At University of Allahabad, he received his B.Sc. in 1952 and his M.Sc. in 1954. He studied at University of Illinois at Urbana-Champaign, earning his Ph.D. in 1960. He began his PhD work with Robert Emerson who discovered the Emerson effect. After Emerson died in a plane crash, Govindjee completed his PhD work in biophysics with Eugene Rabinowitch. He has written about both Emerson and Rabinowitch.

==Career==
Govindjee has made pioneering contributions to the field of photosynthesis—focusing on the function of Photosystem II. He showed, in 1960, the role of Chlorophyll a in Photosystem II; pioneered the first picosecond measurements on Photosystem I in 1978 at the University of Illinois at Urbana-Champaign, and then on Photosystem II in 1989 with Michael Wasielewski at Argonne National Laboratory.
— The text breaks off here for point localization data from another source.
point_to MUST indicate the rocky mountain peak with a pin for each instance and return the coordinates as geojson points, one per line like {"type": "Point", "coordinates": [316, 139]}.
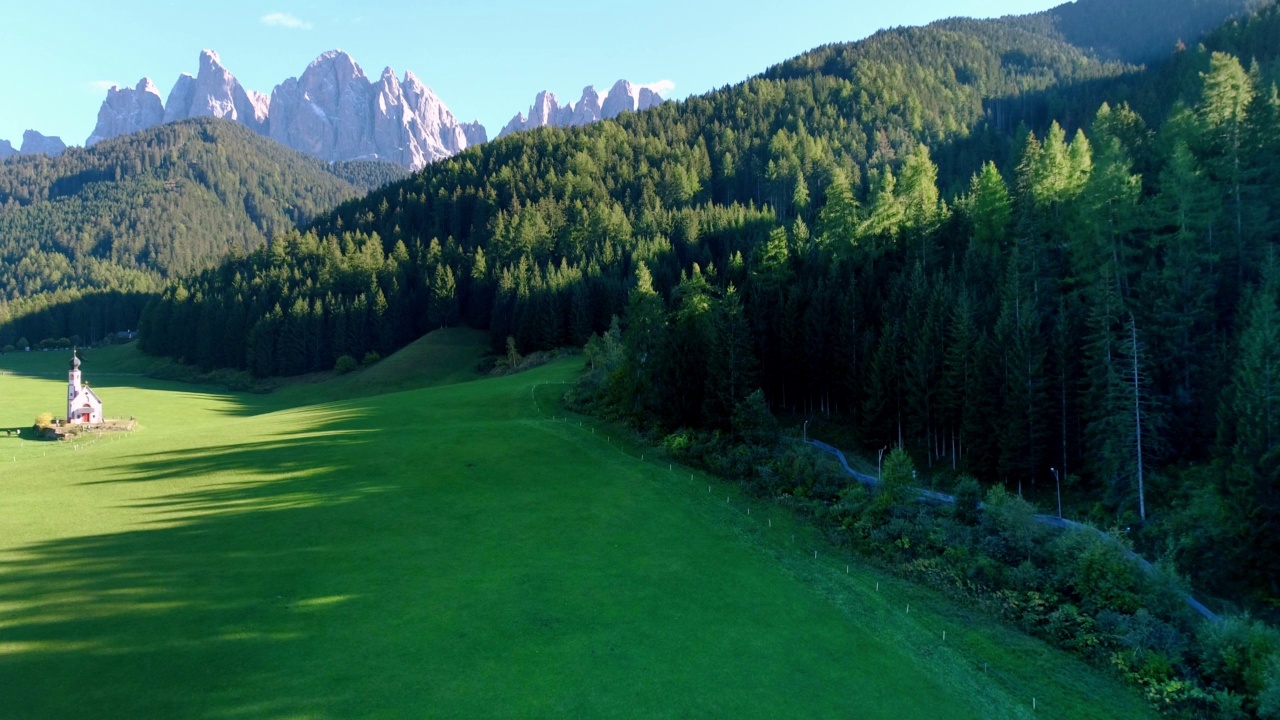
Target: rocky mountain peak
{"type": "Point", "coordinates": [622, 98]}
{"type": "Point", "coordinates": [36, 144]}
{"type": "Point", "coordinates": [128, 110]}
{"type": "Point", "coordinates": [333, 110]}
He is best known for establishing the unique role of bicarbonate in electron and proton transport in Photosystem II. Govindjee has not only provided the first comprehensive theory of thermoluminescence in algae and plants, but has shown how prompt and delayed fluorescence of Chlorophyll a can be used as a signature of various reactions in photosynthesis.

He is the founding Series Editor of the Advances in Photosynthesis and Respiration as well as the Editor of Historical Corner of Photosynthesis Research. He has written extensively on the topic of Photosynthesis, including on the role of chlorophyll in Photosynthesis, light absorption, excitation energy transfer, and how plants make oxygen.

==Honors and awards==
Govindjee is the recipient of several awards and honors.

He was elected as a Fellow of the American Association for the Advancement of Science (AAAS) in 1976. In 1979, he was elected a Fellow and Life Member of the National Academy of Sciences, India. In 1981, he was elected President of the American Society for Photobiology.

He was the first recipient of the Lifetime Achievement award from the Rebeiz Foundation for Basic Research, the 2007 Communication Award of the International Society of Photosynthesis Research, and the 2008 Alumni Achievement Award from the University of Illinois at Urbana-Champaign.

In 2013, in honor of his 80th birthday, a tribute to Govindjee's life's work in photosynthesis appeared in Photosynthesis Research.

In 2016, he received the Dr. B.M. Johri Memorial award of the Society for Plant Research, India.

In 2018, Govindjee was elected as the Pravasi (Foreign) Fellow of the National Academy of Agricultural Sciences, India, and in honor of his 85th birthday, a special issue of Photosynthetica was released.

In 2019, the University of Illinois at Urbana-Champaign published an article on his research in photosynthesis and his "Photosynthesis Museum".

In 2020, Govindjee's innovative research and historical contributions, during 1999–2020, were highlighted, with messages and references to his work, from around the world.

==Personal life==
Govindjee and his wife, Rajni, came to the US separately in the mid-1950s and earned Ph.D. degrees at the University of Illinois at Urbana-Champaign, studying under the same mentors.